Each course in this certificate program adheres to the regular 15-week semester schedule and uses the standard registration process. Students can complete the course work within this timeframe at the pace they choose. No changes to the semester schedule will be incorporated into the initial certificate offering. Only one course in the certificate is offered at a time and students may register for a maximum of one additional course per term. 

comptency sets and Mastery ProjectS 

Each course is structured to include four modules designated as competency sets. Each competency set consists of an overview, baseline assessment, self-rating of proficiency, development of a mastery plan, and final mastery project.  While students must complete each step in in a competency set, they are graded solely on the four mastery projects that they submit in each course. Instructors work individually with students to develop a plan for mastering each competency and this mastery plan must be approved before students can proceed to the mastery project. These mastery projects allow students to demonstrate their competency within an authentic context. Mastery projects are graded using a standardized rubric and a score of  >80% is required for passing. Deficiencies in mastery of a competency are typically identified in the individual meetings and through formative feedback and students are given the opporunity to improve their work. In select situations, students may be allowed to submit artifacts and a reflection to demonstrate alternative mastery of a competency (i.e. QA reviewer).

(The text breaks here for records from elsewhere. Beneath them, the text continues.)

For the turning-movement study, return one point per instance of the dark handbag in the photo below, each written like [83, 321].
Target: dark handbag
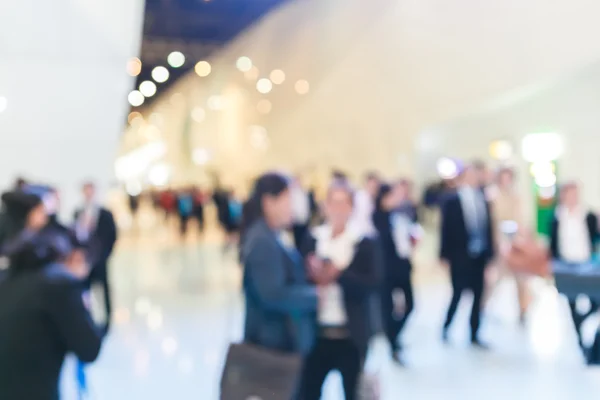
[256, 373]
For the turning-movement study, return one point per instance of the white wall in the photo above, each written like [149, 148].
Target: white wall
[569, 108]
[62, 71]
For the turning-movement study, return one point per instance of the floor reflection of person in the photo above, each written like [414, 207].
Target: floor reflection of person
[394, 224]
[346, 264]
[95, 227]
[573, 236]
[43, 315]
[467, 246]
[507, 213]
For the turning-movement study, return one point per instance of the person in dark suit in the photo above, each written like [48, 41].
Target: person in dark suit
[280, 301]
[395, 223]
[467, 246]
[95, 227]
[573, 237]
[43, 315]
[346, 264]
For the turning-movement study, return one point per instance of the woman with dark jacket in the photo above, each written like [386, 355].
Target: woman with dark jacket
[280, 301]
[395, 234]
[42, 311]
[345, 264]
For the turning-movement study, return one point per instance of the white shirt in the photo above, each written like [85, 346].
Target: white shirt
[300, 205]
[573, 236]
[362, 217]
[86, 224]
[340, 251]
[474, 208]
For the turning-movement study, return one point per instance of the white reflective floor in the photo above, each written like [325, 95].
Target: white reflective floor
[178, 306]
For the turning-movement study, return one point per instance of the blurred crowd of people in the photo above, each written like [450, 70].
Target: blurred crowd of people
[314, 295]
[48, 269]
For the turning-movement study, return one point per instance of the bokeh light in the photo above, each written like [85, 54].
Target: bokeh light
[244, 64]
[252, 74]
[277, 76]
[176, 59]
[160, 74]
[148, 88]
[264, 86]
[135, 98]
[203, 69]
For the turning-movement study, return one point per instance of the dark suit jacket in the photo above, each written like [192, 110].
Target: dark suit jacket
[102, 241]
[42, 318]
[454, 237]
[592, 226]
[359, 282]
[280, 302]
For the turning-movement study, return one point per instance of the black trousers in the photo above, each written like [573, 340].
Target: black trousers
[299, 231]
[199, 215]
[467, 274]
[327, 355]
[579, 319]
[398, 279]
[183, 223]
[99, 275]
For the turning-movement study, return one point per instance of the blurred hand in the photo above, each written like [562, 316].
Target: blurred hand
[331, 273]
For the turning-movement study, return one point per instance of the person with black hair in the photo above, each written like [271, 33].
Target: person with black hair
[43, 314]
[345, 263]
[280, 301]
[95, 228]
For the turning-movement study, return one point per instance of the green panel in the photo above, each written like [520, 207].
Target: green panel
[544, 208]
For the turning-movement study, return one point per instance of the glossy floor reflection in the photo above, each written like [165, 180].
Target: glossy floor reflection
[178, 306]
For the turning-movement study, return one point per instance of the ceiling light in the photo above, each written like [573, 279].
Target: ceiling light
[302, 86]
[264, 106]
[244, 64]
[133, 116]
[203, 68]
[176, 59]
[160, 74]
[135, 98]
[148, 88]
[264, 85]
[134, 66]
[252, 74]
[277, 76]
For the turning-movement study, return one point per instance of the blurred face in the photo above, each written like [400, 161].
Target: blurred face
[338, 207]
[278, 209]
[372, 186]
[89, 192]
[505, 180]
[570, 196]
[37, 218]
[470, 177]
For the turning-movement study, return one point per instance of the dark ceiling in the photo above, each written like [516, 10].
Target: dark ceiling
[194, 27]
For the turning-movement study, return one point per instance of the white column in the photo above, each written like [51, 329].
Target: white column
[64, 86]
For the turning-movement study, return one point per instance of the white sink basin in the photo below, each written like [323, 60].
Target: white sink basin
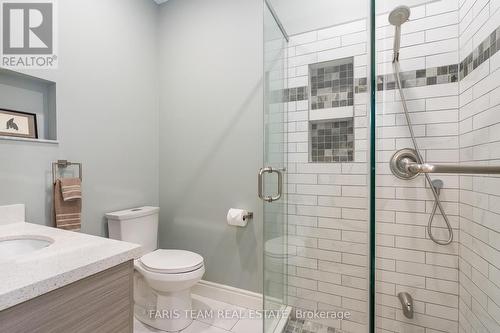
[13, 247]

This will be agreed upon during the mastery plan discussion for each competency.

Additional Program Details

Our presentation will address the Canvas templates used to support consistency across courses, the technologies and techniques used to support student engagement, and our ongoing evaluation and continuous quality improvement measures. 

Successful completion of the mastery projects in each course would reflect learning time equivalent to a 3-credit course. The first offerings of each course will allow us to evaluate the work submitted across all students, and assign “credit” value to each assessment.   

III. Quality Assurance and Program Evaluation 

Before a course is published, the instructional design team uses an Online Course Readiness Checklist adapted from the online learning literature to ensure the completion of basic online components such as homepage, syllabus, modules, assessments, course navigation and settings, course facilitation, and plan for first week. Program evaluation will be conducted at mid-point and at the end of the program. Since the program is still in progress, we will report this finding at the conference. 

Participant Engagement in This Session

Jamboard or Mentimeter will be used in for participant engagement and will include prompts related to participant understanding of CBE, how they have structured their own CBE programs, and how our presentation might influence current or future CBE offerings at their institution.